Years ago, with no evidence and surreptitious accusations, men and women were tried and convicted of the ghastly crime of being—you guessed it—a witch. In the same vein, “drumhead courts” were conducted with swift collaboration and often harsh, if not brutal, judgments. These ancient forms of jurisprudence have managed to find their way into the modern vernacular, and now most everyone knows what is meant by a “witch-hunt.”

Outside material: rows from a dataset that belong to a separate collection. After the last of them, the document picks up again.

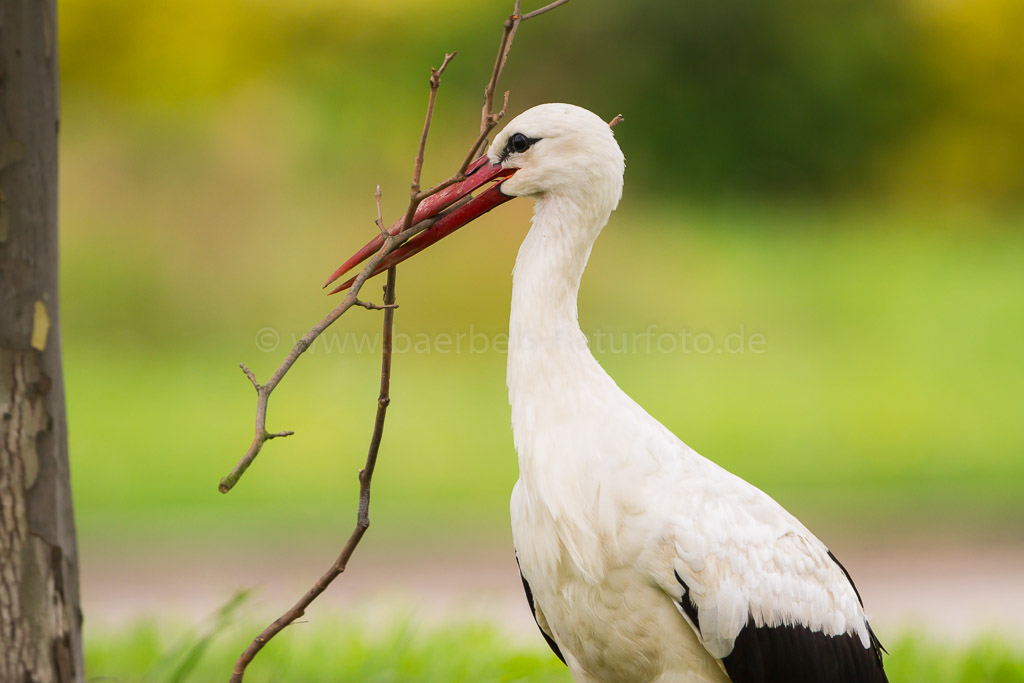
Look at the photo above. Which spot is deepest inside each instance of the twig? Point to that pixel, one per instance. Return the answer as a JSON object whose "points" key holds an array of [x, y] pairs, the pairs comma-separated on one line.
{"points": [[363, 516], [392, 239]]}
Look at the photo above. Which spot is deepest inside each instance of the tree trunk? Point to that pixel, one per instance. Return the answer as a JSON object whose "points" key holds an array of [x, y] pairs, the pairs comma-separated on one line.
{"points": [[40, 617]]}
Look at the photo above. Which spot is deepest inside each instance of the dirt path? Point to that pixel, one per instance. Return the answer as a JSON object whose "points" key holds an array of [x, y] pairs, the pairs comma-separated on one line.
{"points": [[951, 589]]}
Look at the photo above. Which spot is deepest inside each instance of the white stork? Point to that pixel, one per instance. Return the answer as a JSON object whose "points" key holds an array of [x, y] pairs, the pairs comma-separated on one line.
{"points": [[641, 559]]}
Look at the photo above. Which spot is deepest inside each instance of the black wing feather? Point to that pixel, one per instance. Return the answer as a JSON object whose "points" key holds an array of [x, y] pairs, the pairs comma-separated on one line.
{"points": [[795, 653], [532, 608]]}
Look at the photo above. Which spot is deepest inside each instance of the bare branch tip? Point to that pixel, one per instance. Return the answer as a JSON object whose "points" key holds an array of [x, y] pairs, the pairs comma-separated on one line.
{"points": [[250, 375]]}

These “witch-hunts” still happen, but they happen in a different environment—the media. Today, turn on a television and watch the news and soon you will hear the various broadcasters mention someone who is accused of some heinous crime. However, the verbiage used is built around the assumption that the person is guilty. A man will be charged with some pernicious crime and the media blitz will speak against the “evil” man. They will discourse and dialogue with each other about how this man (or woman) could do the things they’ve been accused of. Now, remember, people are still innocent until proven guilty, but that doesn’t prevent the “talking heads” from maligning and destroying the character of the accused.

Christians must have a higher standard than what is purported on these accusatorial bandwagons. The standard for a Christian is: truth. Yet I am sure that the following scenario is familiar to you: a person is maligned through gossip or accusation and soon members of the church rise up and hop on the wagon, without evidence and without support. I remember as I sat in Bible study a woman of the church said, “Can you believe what [person named] did?” I asked her, “How do you know? Did [person named] tell you this?” Sheepishly she admitted that the evidence she possessed was little more than gossip. Ask yourself: how quickly do you navigate toward believing everything you hear about someone else? Or do you, as a faithful believer, question responsibly and seek the truth?

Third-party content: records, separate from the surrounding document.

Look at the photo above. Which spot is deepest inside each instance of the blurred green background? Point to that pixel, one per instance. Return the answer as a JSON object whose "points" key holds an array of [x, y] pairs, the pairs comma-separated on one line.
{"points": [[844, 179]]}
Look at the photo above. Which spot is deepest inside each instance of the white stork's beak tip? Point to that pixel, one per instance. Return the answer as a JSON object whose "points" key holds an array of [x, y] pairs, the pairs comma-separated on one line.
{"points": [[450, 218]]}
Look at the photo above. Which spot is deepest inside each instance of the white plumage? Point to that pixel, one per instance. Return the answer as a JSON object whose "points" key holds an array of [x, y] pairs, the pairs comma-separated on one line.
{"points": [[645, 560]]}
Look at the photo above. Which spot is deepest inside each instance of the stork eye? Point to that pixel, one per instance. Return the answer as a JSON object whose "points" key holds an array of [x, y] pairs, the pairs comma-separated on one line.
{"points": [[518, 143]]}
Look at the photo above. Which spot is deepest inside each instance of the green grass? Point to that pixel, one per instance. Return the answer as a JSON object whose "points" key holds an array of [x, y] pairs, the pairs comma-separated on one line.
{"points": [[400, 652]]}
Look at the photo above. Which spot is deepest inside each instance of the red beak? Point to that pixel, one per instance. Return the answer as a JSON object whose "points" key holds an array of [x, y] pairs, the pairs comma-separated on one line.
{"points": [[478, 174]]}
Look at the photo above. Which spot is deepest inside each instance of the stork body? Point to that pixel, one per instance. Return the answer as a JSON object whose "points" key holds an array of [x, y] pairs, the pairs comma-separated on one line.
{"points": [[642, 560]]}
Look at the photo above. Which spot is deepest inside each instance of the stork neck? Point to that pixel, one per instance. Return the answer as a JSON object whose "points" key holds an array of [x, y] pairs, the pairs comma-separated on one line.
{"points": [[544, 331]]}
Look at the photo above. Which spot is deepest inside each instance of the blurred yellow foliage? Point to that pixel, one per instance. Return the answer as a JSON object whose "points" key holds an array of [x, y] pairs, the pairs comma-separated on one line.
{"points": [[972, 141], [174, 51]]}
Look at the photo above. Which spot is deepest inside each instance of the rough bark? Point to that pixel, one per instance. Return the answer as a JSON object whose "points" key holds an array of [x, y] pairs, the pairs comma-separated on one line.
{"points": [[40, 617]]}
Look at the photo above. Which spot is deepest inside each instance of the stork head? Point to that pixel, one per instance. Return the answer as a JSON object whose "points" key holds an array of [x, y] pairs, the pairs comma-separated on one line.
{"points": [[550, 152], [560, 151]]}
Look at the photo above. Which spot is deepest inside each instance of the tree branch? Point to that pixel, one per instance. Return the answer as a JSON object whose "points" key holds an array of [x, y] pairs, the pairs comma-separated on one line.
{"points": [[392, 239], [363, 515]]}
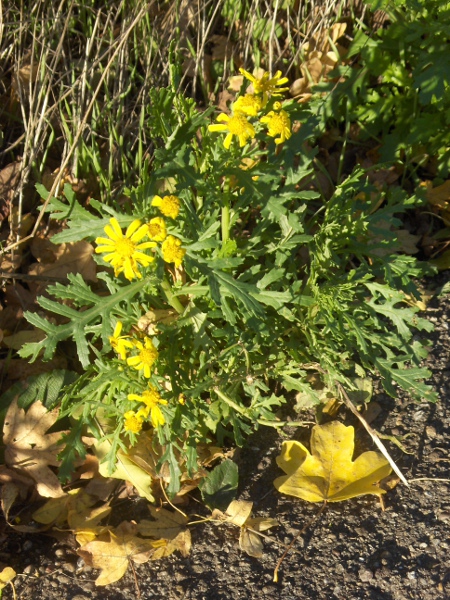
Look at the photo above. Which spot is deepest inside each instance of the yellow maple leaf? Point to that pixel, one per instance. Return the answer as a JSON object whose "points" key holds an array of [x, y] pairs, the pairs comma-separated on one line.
{"points": [[328, 473], [29, 449], [113, 555]]}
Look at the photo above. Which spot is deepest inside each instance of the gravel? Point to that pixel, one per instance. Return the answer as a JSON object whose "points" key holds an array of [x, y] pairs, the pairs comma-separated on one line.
{"points": [[354, 551]]}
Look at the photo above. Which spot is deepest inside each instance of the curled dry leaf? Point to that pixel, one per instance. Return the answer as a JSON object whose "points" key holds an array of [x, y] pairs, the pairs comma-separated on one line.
{"points": [[239, 513], [113, 555], [31, 451], [70, 257], [328, 473]]}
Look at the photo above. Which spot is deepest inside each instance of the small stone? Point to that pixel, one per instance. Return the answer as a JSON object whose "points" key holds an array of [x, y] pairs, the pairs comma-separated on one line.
{"points": [[430, 431], [69, 567], [29, 569], [365, 575]]}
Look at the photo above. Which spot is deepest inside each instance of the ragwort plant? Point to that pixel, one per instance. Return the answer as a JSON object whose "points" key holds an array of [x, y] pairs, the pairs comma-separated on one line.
{"points": [[229, 286]]}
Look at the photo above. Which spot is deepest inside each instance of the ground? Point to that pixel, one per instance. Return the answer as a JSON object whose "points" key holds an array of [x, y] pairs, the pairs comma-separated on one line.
{"points": [[355, 550]]}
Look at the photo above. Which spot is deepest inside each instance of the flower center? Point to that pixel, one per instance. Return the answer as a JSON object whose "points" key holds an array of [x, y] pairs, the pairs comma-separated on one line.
{"points": [[238, 125], [125, 248], [149, 399], [148, 356], [277, 123]]}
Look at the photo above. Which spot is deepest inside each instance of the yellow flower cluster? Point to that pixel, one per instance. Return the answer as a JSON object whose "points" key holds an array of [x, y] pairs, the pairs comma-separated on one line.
{"points": [[250, 105], [125, 251], [143, 356]]}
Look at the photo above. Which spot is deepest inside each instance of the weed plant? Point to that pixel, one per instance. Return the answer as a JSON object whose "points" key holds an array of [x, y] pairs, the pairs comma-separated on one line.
{"points": [[230, 289], [235, 287]]}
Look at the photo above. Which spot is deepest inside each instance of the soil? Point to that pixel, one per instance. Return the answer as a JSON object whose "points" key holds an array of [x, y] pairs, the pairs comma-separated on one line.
{"points": [[354, 551]]}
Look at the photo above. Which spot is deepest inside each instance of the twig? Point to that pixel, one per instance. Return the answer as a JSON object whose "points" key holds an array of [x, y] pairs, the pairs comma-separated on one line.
{"points": [[371, 432], [308, 524]]}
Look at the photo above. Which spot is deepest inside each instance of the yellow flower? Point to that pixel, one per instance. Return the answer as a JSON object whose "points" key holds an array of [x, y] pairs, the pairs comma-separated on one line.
{"points": [[120, 343], [237, 125], [151, 399], [168, 205], [266, 84], [145, 358], [249, 105], [278, 123], [124, 251], [157, 229], [132, 421], [172, 251]]}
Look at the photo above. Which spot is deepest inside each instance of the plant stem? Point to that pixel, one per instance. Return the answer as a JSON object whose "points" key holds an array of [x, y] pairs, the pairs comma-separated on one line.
{"points": [[231, 403], [171, 298], [226, 213]]}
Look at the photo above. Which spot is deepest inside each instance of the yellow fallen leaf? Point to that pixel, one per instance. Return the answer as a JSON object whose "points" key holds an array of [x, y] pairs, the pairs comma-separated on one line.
{"points": [[167, 524], [328, 473], [6, 576], [113, 556], [239, 513], [182, 543]]}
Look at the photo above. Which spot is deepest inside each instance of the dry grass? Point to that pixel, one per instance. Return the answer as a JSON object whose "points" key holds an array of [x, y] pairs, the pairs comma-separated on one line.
{"points": [[76, 76]]}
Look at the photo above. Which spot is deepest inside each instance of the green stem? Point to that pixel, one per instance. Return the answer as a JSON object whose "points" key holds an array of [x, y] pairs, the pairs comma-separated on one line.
{"points": [[171, 298], [231, 403], [226, 213]]}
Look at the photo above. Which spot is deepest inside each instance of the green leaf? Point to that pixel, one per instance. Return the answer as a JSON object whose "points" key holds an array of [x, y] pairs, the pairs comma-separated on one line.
{"points": [[219, 488], [77, 328]]}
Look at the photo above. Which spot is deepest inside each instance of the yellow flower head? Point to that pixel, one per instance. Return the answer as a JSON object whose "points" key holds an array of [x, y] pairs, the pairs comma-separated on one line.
{"points": [[120, 343], [124, 251], [172, 250], [168, 205], [132, 421], [157, 229], [249, 105], [147, 355], [236, 125], [266, 84], [152, 400], [278, 124]]}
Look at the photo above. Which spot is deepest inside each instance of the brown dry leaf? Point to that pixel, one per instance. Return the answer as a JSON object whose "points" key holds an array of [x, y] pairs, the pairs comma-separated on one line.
{"points": [[29, 449], [9, 178], [6, 576], [71, 257], [181, 543], [75, 508], [239, 513], [21, 368], [17, 340], [167, 525], [440, 195], [114, 555], [9, 493]]}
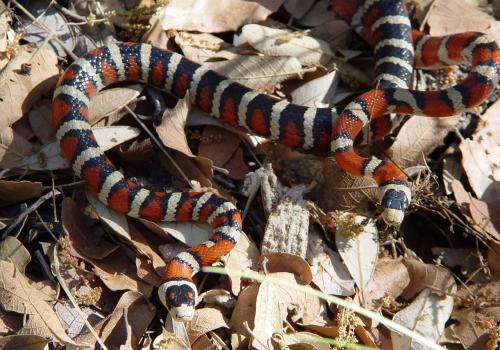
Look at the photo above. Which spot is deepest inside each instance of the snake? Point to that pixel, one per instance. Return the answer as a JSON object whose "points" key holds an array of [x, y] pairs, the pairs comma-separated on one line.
{"points": [[332, 131]]}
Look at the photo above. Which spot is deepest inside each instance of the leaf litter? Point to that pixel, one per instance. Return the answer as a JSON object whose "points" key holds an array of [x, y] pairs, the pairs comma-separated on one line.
{"points": [[306, 223]]}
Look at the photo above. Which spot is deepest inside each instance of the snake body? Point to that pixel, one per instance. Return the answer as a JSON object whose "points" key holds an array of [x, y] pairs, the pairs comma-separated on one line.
{"points": [[383, 23]]}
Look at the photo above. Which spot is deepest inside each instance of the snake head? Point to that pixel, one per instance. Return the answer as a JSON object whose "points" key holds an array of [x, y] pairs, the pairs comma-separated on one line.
{"points": [[395, 197], [179, 297]]}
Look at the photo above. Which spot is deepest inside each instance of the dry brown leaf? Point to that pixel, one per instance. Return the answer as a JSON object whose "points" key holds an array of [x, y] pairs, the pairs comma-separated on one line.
{"points": [[474, 326], [40, 120], [199, 47], [143, 246], [118, 273], [13, 148], [344, 191], [481, 156], [278, 42], [204, 321], [411, 148], [318, 92], [243, 316], [485, 216], [171, 129], [207, 17], [337, 33], [11, 249], [16, 294], [356, 239], [298, 8], [204, 343], [319, 13], [494, 257], [467, 259], [197, 169], [302, 341], [329, 272], [29, 75], [189, 233], [116, 221], [243, 256], [82, 238], [389, 279], [258, 72], [273, 304], [126, 325], [111, 265], [70, 318], [423, 276], [427, 315], [447, 17], [18, 191], [50, 156], [23, 341], [285, 262], [236, 165], [218, 144]]}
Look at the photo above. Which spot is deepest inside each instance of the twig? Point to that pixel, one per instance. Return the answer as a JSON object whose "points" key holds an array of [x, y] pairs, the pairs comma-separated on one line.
{"points": [[159, 144], [73, 301], [30, 210], [52, 35], [331, 299]]}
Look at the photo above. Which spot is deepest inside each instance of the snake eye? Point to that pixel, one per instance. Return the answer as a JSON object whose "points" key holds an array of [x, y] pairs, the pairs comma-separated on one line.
{"points": [[179, 297]]}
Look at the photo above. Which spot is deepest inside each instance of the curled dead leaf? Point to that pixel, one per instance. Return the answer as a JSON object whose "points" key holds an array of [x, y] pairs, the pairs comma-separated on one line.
{"points": [[286, 262], [17, 295], [426, 275], [203, 16]]}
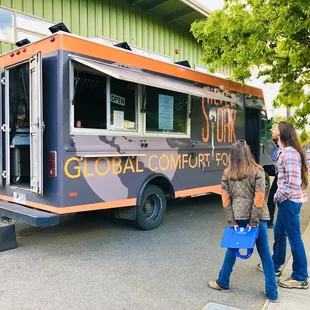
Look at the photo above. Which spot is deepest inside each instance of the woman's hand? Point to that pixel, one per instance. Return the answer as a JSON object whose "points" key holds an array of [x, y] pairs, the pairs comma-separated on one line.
{"points": [[249, 227]]}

John the Baptist, when questioned by a group of Roman soldiers about repentance, said, “Don’t extort money and don’t accuse people falsely—be content with your pay” (Luke 3:14). The Roman soldier was the ancient version of law enforcement. Imagine when a police officer arrests someone today, they bring all the weight of the law against the individual simply by the position they hold. So how important is it that an officer of the law makes sure that their accusation is viable? It is imperative! 1 Timothy 5:19 states, “Do not entertain an accusation against an elder unless it is brought by two or three witnesses.” Yet, today, accusations in the church run rampant and are readily believed by those who have no knowledge of the circumstances.

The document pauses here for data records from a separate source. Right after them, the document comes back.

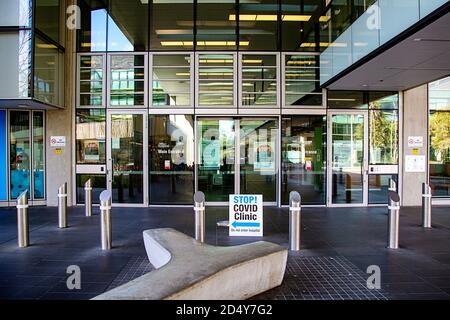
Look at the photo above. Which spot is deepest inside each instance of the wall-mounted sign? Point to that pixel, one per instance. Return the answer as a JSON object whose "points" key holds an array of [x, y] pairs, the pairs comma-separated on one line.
{"points": [[415, 142], [415, 164], [57, 141], [246, 215]]}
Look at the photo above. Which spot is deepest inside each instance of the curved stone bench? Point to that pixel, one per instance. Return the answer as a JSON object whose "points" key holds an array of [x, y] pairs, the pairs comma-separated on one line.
{"points": [[187, 269]]}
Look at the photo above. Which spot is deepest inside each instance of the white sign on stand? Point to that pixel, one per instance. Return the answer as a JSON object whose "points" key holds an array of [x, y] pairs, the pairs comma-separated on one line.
{"points": [[57, 141], [415, 163], [415, 142], [246, 215]]}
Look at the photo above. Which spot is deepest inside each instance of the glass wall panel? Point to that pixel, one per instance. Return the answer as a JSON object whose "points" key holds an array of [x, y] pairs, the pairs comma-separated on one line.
{"points": [[301, 82], [128, 25], [15, 52], [127, 80], [215, 84], [383, 141], [48, 73], [379, 187], [92, 34], [19, 152], [38, 155], [98, 185], [3, 157], [127, 137], [173, 29], [439, 129], [19, 13], [171, 159], [258, 164], [347, 158], [216, 158], [91, 81], [347, 99], [171, 78], [299, 30], [216, 25], [258, 24], [303, 151], [259, 80], [90, 136], [48, 19]]}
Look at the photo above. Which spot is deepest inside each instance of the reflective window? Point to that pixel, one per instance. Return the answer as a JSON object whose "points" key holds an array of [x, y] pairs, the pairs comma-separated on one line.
{"points": [[92, 35], [259, 80], [127, 80], [301, 81], [171, 80], [173, 29], [90, 136], [48, 73], [216, 25], [303, 158], [48, 19], [216, 80], [98, 182], [171, 159], [91, 81], [19, 153], [258, 24], [383, 140], [127, 25], [439, 128], [38, 155]]}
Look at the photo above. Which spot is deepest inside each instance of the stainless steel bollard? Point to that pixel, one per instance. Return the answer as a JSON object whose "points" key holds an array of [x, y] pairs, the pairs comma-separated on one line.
{"points": [[426, 205], [199, 209], [393, 219], [392, 185], [22, 220], [105, 218], [62, 205], [88, 198], [294, 220]]}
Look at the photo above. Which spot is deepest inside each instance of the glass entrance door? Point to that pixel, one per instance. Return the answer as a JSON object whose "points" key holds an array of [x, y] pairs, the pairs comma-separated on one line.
{"points": [[237, 156], [127, 136], [347, 158]]}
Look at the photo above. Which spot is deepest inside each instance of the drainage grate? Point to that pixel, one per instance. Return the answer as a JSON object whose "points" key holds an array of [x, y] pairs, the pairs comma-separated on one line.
{"points": [[136, 267], [322, 278], [306, 278]]}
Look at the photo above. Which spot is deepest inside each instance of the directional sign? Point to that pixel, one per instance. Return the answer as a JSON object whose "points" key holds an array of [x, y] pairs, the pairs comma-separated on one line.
{"points": [[246, 215]]}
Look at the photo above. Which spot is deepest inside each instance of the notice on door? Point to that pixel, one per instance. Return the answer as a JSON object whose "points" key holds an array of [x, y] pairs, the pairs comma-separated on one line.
{"points": [[246, 215]]}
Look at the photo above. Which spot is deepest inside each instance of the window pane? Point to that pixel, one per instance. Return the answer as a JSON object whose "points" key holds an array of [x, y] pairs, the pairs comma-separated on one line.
{"points": [[439, 123], [172, 28], [98, 182], [92, 35], [19, 152], [258, 25], [303, 158], [90, 136], [378, 188], [171, 158], [38, 155], [128, 25], [47, 18], [383, 127], [216, 25]]}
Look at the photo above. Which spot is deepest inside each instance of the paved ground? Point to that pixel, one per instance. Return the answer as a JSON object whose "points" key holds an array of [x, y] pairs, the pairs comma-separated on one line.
{"points": [[337, 247]]}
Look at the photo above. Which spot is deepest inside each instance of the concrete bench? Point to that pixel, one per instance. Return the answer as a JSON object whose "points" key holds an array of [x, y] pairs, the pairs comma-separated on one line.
{"points": [[187, 269]]}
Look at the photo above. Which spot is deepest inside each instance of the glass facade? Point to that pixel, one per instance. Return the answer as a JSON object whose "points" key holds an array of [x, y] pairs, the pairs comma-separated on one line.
{"points": [[439, 128]]}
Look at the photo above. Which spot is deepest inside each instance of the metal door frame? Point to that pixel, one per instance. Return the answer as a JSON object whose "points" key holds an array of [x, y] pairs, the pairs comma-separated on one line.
{"points": [[365, 164], [237, 157], [144, 114]]}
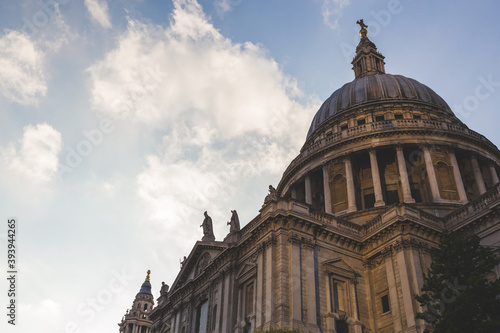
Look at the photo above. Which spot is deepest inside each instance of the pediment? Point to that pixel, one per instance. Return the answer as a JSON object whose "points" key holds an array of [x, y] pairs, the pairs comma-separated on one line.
{"points": [[339, 267], [201, 256]]}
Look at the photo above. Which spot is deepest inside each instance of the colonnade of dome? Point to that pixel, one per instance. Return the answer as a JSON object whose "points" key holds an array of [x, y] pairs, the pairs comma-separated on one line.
{"points": [[386, 139]]}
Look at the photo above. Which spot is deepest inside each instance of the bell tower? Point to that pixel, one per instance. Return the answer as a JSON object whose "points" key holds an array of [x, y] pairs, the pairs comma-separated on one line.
{"points": [[136, 320]]}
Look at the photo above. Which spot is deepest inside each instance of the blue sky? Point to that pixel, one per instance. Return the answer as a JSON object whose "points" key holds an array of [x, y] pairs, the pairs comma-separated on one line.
{"points": [[123, 121]]}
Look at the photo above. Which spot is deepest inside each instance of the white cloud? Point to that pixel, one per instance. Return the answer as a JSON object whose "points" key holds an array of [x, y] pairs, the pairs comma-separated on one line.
{"points": [[99, 12], [47, 311], [332, 10], [21, 75], [228, 110], [37, 157]]}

Consider the exhortation given by James, “My dear brothers, take note of this: Everyone should be quick to listen, slow to speak and slow to become angry” (James 1:19). Consider Proverbs 3:30, “Do not accuse a man for no reason—when he has done you no harm.” Too many people are willing to jump to conclusions like lemmings off a cliff. It is time for Christians to take the higher road, the road of truth and turn a deaf ear to gossip and malicious slander. In this world of mass-media and multitudinous voices pandering to the fears of society, Christians can be the voice of reason and bear again the banner of truth.